Y de entre todo eso… de entre todos los recursos con los que cuenta el escritor (y viene a manos llenas), las elipsis. Ay, las elipsis. Lo que me gustan a mí, las elipsis. Los chavales de hoy no saben lo que son las elipsis, porque están acostumbrados a ver series, y en las series te explican hasta la vida del veterinario donde vacuna Chewbacca a sus churumbeles. Y es una pena, porque lo más chulo de escribir es dialogar mientras escribes. Dialogar con el lector, se entiende.

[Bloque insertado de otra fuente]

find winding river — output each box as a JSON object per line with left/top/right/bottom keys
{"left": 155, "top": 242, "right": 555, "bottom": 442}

A base de elipsis, compartiendo imaginación, sabiendo que la misma historia no será igual (sí parecida, sí idéntica en lo importante… pero nunca igual) en la mente de cada uno de nosotros. Ay, qué delicia.

La novela de Manuel avanza a base de palabras, sí, pero también de silencios, como su propio título indica. Rellenando huecos aquí y allá. Pocos, chiquitucos, como acostumbrándonos al asunto. Una premonición que asoma en esta esquina. Un saltito temporal olfateando por aquella otra. Cosas pequeñas. Hasta la grande. Que tampoco vamos a desvelar la grande, pero es grande-grande. De las que impactan. Todo un hallazgo. Pueden creerme. 

O, mejor aun… leen Todo lo demás era silencio y luego me cuentan.